En l'absence d'une direction psycho-rigide, nous avions eu la possibilité de constituer les groupes assez librement. En conséquence nous nous retrouvions dans un groupe "affinitaire" partageant une vision proche (exigence dans le travail, expérimentation d'une forme de jeu que nous n'avions pas pratiquée auparavant,….).


Point fort : la découverte du théâtre en appartement, du jeu de proximité, débouchant pour certains sur le désir d'explorer plus avant cette petite forme théâtrale (ce fût notre cas, ou celui d'autres compagnons de théâtre réunis autour de Pascal Dereudre). Ce désir ne correspondait pas nécessairement avec la vision de la direction du TEP. C'est une autre histoire !

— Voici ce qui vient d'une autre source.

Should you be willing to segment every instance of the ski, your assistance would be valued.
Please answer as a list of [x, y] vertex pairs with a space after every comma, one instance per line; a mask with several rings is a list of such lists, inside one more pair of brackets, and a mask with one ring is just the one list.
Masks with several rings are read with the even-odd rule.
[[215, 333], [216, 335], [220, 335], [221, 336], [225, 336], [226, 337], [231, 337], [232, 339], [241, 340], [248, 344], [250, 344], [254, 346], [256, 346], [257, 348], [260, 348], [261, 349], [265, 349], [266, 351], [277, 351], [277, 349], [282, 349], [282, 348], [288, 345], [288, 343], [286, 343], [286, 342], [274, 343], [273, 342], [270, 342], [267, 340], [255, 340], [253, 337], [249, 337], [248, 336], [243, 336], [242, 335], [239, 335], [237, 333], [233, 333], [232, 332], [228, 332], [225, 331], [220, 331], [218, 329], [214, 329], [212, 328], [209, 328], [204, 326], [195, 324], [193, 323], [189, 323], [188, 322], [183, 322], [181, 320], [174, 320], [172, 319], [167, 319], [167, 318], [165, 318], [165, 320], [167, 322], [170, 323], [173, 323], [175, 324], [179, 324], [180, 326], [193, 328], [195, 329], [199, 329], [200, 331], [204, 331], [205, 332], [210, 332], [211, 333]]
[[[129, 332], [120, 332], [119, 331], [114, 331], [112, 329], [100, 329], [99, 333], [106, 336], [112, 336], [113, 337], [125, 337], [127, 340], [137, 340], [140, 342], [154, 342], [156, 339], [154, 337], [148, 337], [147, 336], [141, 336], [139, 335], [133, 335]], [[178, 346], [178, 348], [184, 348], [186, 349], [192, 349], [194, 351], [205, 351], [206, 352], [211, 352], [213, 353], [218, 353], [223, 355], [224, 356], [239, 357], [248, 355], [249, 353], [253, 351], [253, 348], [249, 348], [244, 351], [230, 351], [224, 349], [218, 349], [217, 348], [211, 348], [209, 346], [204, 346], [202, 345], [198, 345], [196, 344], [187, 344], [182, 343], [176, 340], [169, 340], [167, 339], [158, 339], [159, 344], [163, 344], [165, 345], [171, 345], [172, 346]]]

3. Troisième rappel : rentrée 1996
A nouveau Le Temps des Livres, avec un projet semblable au précédent, également sous la responsabilité de Jacques Hadjaje. Cette fois-ci le thème est "Le théâtre dans le théâtre". Les représentations n'ont plus lieu en appartement, mais dans des locaux associatifs. Par rapport à l'année précédente, Réto est plus présent. On ressent une volonté de prendre les choses en mains, de contrer ce qui pourrait ressembler à un jeu de comédien (opposé à une spontanéité, voir une naïveté, illusoire et idéologique). Ceci conduira vite à des oppositions verbales ou écrites, la dernière représentation se passant dans une ambiance tendue.

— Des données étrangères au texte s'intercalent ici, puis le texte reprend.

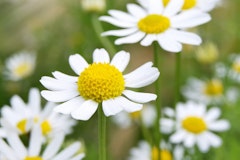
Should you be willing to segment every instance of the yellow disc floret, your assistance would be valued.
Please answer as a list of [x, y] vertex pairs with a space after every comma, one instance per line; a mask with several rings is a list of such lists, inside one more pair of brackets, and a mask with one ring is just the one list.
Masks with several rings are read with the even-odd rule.
[[166, 150], [160, 150], [157, 147], [153, 147], [152, 148], [152, 159], [151, 160], [159, 160], [159, 156], [161, 158], [161, 160], [172, 160], [172, 154]]
[[182, 6], [183, 10], [187, 10], [187, 9], [191, 9], [193, 7], [195, 7], [197, 4], [197, 0], [185, 0], [184, 4]]
[[42, 133], [46, 135], [52, 130], [52, 127], [51, 124], [47, 120], [45, 120], [41, 123], [41, 129]]
[[169, 18], [159, 14], [150, 14], [142, 18], [138, 22], [139, 30], [148, 34], [162, 33], [166, 31], [169, 27], [170, 27]]
[[22, 119], [17, 123], [17, 128], [21, 131], [21, 133], [26, 133], [27, 119]]
[[205, 94], [209, 96], [218, 96], [223, 93], [223, 85], [222, 82], [214, 79], [205, 84]]
[[41, 157], [38, 156], [32, 156], [32, 157], [26, 157], [24, 160], [43, 160]]
[[204, 119], [196, 116], [189, 116], [182, 121], [182, 127], [189, 132], [199, 134], [207, 130], [207, 124]]
[[122, 73], [108, 63], [89, 65], [78, 78], [78, 91], [85, 99], [102, 102], [118, 97], [124, 90]]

Fin de l'aventure, mais pas du compagnonnage avec le TEP. Comme je l'ai déjà souligné dans cette dernière phase Réto recherche des soutiens qui lui permettraient d'imposer un successeur qui ne vienne pas pour brader la maison avant de passer à autre chose.

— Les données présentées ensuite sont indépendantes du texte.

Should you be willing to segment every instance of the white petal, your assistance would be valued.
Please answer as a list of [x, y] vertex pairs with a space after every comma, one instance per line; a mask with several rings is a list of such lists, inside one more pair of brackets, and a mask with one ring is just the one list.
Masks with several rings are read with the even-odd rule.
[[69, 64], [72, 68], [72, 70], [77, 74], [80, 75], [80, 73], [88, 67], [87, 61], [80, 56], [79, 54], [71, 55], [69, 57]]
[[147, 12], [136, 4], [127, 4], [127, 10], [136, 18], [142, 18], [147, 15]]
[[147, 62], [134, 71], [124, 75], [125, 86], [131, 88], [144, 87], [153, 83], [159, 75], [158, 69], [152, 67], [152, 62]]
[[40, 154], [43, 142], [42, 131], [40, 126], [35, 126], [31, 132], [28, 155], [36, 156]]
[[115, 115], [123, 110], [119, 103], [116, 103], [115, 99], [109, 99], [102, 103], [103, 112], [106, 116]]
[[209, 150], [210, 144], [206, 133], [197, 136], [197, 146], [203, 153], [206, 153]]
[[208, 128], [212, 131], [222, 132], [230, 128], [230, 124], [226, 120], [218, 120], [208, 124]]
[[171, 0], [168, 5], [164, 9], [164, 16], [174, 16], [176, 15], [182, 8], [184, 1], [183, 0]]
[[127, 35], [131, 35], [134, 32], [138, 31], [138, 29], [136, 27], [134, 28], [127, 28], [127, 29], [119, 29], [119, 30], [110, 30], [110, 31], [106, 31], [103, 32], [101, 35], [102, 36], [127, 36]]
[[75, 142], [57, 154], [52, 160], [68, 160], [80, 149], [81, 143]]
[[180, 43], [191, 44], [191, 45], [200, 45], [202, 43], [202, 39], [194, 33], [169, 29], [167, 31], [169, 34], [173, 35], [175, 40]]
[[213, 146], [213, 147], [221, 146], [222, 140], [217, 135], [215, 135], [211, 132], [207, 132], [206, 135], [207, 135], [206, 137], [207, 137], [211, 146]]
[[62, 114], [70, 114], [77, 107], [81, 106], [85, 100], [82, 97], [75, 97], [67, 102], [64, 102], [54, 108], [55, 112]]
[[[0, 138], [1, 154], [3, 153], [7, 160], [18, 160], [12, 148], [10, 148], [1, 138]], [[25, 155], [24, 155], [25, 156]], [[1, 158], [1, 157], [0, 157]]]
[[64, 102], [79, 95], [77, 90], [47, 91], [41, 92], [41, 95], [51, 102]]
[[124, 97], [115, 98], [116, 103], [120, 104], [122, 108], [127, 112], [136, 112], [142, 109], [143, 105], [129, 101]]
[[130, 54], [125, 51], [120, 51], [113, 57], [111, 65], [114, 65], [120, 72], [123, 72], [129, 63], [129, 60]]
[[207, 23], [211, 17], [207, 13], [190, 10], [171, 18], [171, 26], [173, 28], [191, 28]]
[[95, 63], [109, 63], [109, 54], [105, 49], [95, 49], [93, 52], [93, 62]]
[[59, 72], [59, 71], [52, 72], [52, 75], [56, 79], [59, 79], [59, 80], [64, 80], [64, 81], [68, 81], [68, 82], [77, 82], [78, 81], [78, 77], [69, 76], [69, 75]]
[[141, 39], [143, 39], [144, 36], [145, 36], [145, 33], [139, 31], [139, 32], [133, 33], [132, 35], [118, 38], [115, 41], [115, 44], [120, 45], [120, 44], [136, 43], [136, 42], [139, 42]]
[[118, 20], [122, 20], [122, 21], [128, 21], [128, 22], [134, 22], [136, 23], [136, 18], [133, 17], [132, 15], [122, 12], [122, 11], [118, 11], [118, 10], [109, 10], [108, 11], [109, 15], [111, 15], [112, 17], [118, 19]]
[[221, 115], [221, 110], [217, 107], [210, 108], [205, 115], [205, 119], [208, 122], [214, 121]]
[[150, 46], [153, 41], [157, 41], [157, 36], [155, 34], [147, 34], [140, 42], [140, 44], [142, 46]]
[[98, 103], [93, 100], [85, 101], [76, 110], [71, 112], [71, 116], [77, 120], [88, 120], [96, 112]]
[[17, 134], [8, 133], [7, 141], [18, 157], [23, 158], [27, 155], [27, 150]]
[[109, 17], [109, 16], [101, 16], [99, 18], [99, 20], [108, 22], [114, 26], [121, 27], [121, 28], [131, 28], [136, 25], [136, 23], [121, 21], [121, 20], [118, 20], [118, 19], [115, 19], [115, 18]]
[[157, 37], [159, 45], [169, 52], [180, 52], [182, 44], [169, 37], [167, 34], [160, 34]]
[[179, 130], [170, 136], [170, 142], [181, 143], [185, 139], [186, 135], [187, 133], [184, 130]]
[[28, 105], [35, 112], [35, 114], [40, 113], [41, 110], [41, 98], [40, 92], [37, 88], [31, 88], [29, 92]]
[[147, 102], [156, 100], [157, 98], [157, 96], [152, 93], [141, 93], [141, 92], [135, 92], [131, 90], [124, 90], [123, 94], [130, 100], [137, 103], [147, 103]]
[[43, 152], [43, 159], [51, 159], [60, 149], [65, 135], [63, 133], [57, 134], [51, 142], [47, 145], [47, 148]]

Ceci prend en particulier deux formes.

1- La constitution d'un illusoire "conseil des spectateurs" (spontanément suscité par Réto), qui ne fonctionnera jamais en tant que "groupe de pression". Nous prendrons l'initiative de l'utiliser pour faire venir André Degaine (avec qui nous étions en contact par ailleurs) avec sa conférence sur l'Histoire du Théâtre.

2- Un certain repliement sur le cercle des "copains de Réto", en ce qui concerne la programmation. Malgré quelques moments forts (comme la venue de Jean-Luc Lagarce) ceci ne se fait pas toujours au bénéfice de la qualité. Progressivement, les spectateurs tendent à se raréfier. Ceci n'empêche pas de passer encore quelques bonnes soirées, après les spectacles, où Réto sort sa cuvée spéciale.

Nous resterons des spectateurs fidèles jusqu'au bout (juillet 2001), mais notre vie théâtrale se déroule alors ailleurs. Après l'arrivée de Catherine Anne comme directrice (imposée par le pouvoir), nous tenterons de continuer à fréquenter le théâtre. La programmation n'y était ni franchement bonne, ni franchement mauvaise, avec un large part consacrée au "théâtre pour la jeunesse". Ayant de plus en plus le sentiment de nous trouver confrontés à une coquille vide, désertée par ce qui avait fait l'esprit du TEP (et par son personnel du temps de Réto qui abandonnait le navire aussitôt qu'une possibilité se présentait), nous préférerons finalement ne pas y retourner.